A multi-step, dynamic allosteric model of testosterone's binding to sex hormone binding globulin.

Purpose: Circulating free testosterone (FT) levels have been used widely in the diagnosis and treatment of hypogonadism in men. Due to experimental complexities in FT measurements, the Endocrine Society has recommended the use of calculated FT (cFT) as an appropriate approach for estimating FT. We show here that the prevailing model of testosterone's binding to SHBG, which assumes that each SHBG dimer binds two testosterone molecules and that the two binding sites on SHBG have similar binding affinity is erroneous and provides FT values that differ substantially from those obtained using equilibrium dialysis.

Methods: We characterized testosterone's binding to SHBG using binding isotherms, ligand depletion curves, and isothermal titration calorimetry (ITC). We derived a new model of testosterone's binding to SHBG from these experimental data and used this model to determine FT concentrations and compare these values with those derived from equilibrium dialysis.

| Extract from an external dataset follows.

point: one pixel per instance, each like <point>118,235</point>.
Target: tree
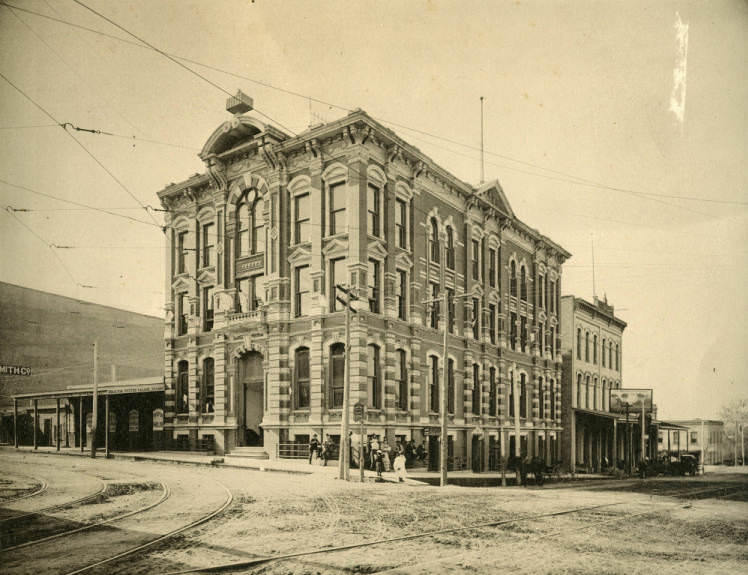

Results: Experimental data on testosterone's association with SHBG generated using binding isotherms including equilibrium binding, ligand depletion experiments, and ITC provide evidence of a multi-step dynamic process, encompassing at least two inter-converting microstates in unliganded SHBG, readjustment of equilibria between unliganded states upon binding of the first ligand molecule, and allosteric interaction between two binding sites of SHBG dimer. FT concentrations in men determined using the new multistep dynamic model with complex allostery did not differ from those measured using equilibrium dialysis. Systematic error in calculated FT vales in females using Vermeulen's model was also significantly reduced. In European Male Aging Study, the men deemed to have low FT (<2.5th percentile) by the new model were at increased risk of sexual symptoms and elevated LH.

Conclusion: Testosterone's binding to SHBG is a multi-step dynamic process that involves complex allostery within SHBG dimer. FT values obtained using the new model have close correspondence with those measured using equilibrium dialysis.